The rational part of my brain tells me that he said we were done in the heat of the moment, that I can still change his mind – if I want to. Do I want to? Yes. Without a doubt. But that
still brings me back to my initial question: where is Alex? Is he having second thoughts? And do I want him to be having second thoughts?
For the first time, I think the answer might be no. But it’s a shaky no.
And then I see him in one of the side entrances to the churchyard, in a dark alley walkway that cuts under the buildings surrounding the churchyard. My heart jumps and then freefalls: he’s
here. He’s going to go through with it. A wave of grief engulfs me all over again. But he’s not coming this way. He’s with someone else: another man in a morning suit. I catch a
glimpse of his friend’s face and he looks concerned. What are they talking about?
Is
he having second thoughts?
This is unbearable. I feel so confused. My head feels like it’s in a vice and I almost wish someone would crank up the pressure and put me out of my misery once and for all.
Without thinking, I start to walk their way.
‘Alex?’ I ask as I arrive at the alleyway.
His head shoots around to stare at me, and I’ve never seen him look more torn or anguished.

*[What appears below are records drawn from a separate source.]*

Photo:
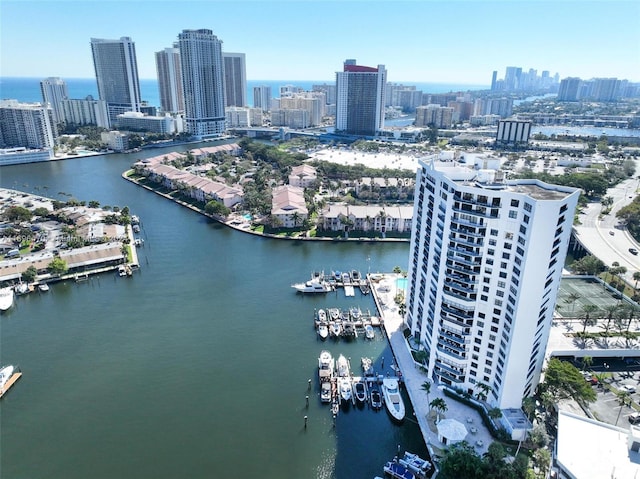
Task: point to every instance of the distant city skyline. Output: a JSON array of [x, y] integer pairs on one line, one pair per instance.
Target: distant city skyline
[[425, 41]]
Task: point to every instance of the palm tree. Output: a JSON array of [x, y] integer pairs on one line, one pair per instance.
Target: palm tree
[[440, 406]]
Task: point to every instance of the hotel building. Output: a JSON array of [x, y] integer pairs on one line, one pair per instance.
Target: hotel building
[[203, 82], [116, 71], [360, 99], [170, 80], [485, 264]]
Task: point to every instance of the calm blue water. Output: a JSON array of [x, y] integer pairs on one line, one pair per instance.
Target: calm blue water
[[198, 365], [28, 89]]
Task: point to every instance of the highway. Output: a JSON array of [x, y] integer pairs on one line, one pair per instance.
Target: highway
[[604, 237]]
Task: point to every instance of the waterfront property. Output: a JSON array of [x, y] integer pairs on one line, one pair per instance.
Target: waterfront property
[[485, 265]]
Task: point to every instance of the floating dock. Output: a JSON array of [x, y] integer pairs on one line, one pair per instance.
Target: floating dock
[[10, 383]]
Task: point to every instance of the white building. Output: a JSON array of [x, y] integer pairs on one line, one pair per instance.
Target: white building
[[485, 264], [203, 82], [116, 71], [54, 90], [235, 79], [85, 112], [170, 80], [26, 124]]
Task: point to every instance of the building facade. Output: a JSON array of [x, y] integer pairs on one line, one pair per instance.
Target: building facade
[[486, 259], [235, 79], [203, 82], [26, 124], [54, 90], [170, 80], [360, 99], [116, 70]]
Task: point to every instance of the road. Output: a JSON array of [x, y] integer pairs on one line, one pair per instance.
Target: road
[[604, 237]]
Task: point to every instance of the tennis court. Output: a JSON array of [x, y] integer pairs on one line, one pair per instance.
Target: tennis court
[[577, 292]]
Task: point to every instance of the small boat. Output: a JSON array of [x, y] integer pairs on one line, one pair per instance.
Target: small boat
[[323, 330], [345, 388], [414, 463], [376, 398], [392, 399], [342, 366], [369, 333], [360, 391], [398, 471], [313, 286], [6, 298], [335, 329], [325, 391]]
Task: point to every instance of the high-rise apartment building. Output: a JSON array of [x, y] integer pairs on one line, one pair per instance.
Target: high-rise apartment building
[[486, 259], [262, 97], [26, 125], [116, 71], [360, 99], [235, 79], [54, 90], [203, 82], [170, 80]]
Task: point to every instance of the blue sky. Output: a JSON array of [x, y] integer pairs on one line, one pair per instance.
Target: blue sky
[[454, 41]]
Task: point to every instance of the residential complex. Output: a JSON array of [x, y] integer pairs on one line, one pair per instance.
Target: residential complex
[[170, 80], [116, 71], [360, 99], [235, 79], [203, 82], [485, 263]]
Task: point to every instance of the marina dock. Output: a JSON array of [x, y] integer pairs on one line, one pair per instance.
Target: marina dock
[[10, 383]]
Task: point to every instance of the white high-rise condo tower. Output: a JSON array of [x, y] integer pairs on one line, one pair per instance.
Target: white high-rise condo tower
[[54, 90], [360, 95], [485, 264], [170, 80], [203, 82], [116, 70], [235, 79]]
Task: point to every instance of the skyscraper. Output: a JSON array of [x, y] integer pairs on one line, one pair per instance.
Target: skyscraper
[[170, 80], [235, 79], [54, 90], [116, 70], [486, 259], [360, 99], [203, 82], [262, 97]]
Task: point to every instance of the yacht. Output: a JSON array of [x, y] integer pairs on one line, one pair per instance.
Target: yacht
[[6, 298], [392, 399]]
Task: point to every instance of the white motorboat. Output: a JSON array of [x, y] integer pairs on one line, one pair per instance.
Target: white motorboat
[[369, 333], [392, 399], [313, 286], [6, 298], [360, 391], [414, 463], [345, 388], [335, 328], [5, 374], [342, 367], [323, 330], [376, 398]]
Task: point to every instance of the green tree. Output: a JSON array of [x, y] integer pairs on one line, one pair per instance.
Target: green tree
[[29, 275], [563, 380], [57, 266]]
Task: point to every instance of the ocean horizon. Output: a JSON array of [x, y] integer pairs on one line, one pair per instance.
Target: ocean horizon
[[27, 89]]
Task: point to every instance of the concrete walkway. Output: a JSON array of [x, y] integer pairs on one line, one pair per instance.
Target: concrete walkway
[[384, 291]]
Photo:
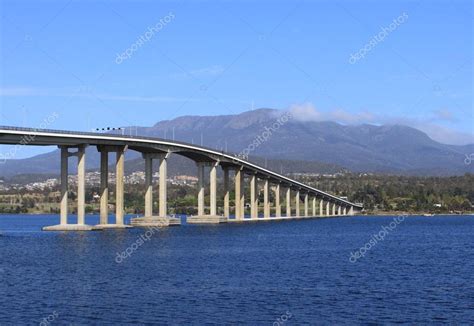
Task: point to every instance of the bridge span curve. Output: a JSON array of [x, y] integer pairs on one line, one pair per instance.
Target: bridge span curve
[[323, 203]]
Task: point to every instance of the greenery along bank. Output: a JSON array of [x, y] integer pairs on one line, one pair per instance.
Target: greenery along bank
[[378, 193]]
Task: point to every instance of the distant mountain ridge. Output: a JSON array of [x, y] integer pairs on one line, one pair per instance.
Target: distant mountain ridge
[[394, 149]]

He doesn’t speak, but his best man – if that’s who he is – looks
straight at me.
‘We’ll be there in a minute,’ he says firmly, encouraging me to go away.
Alex turns back to him and mutters something and his friend’s face drops off a cliff.
‘What are you doing here?’ the friend asks me in what is barely more than a whisper.
‘I’m photographing the wedding,’ I reply, holding up my camera.
He stares at Alex, incredulous. ‘She’s photographing the wedding?’ he asks in astonishment.
‘I’m Bronte,’ I tell him, still unsure what’s going on.
‘I
know
who you are.’ The way he says it tells me that he not only knows who I am; he knows
everything.
It’s a sickening realisation, but it’s Alex I care about. He’s shaking.
‘Are you okay?’ I ask him with concern, keeping my distance outside the alleyway. ‘It’s almost midday.’
He nods quickly, but he’s unable to meet my eyes.
‘Just give us a minute, would you?’ the best friend who I’ve never even met says in a tone that is bordering on anger. ‘Why the hell are you even here?’
‘Ed,’ Alex warns sharply, turning to look at him. ‘Maybe you could give
us
a minute?’
‘Mate, what are you doing?’ he asks with genuine distress. He checks his watch. ‘Zara’s going to be here any moment.’
‘Do you think I don’t know that?’ Alex says. ‘Please. Just give us a minute.’
Ed flashes me a hard look as he stalks past me. I quickly check over my shoulder to make sure no one else has exited the church to search for us. Alex doesn’t make any move to come out
from the dark alleyway, so I venture in towards him. His eyes never leave mine.
‘I’m so fucked up,’ he whispers, tears welling up in his eyes.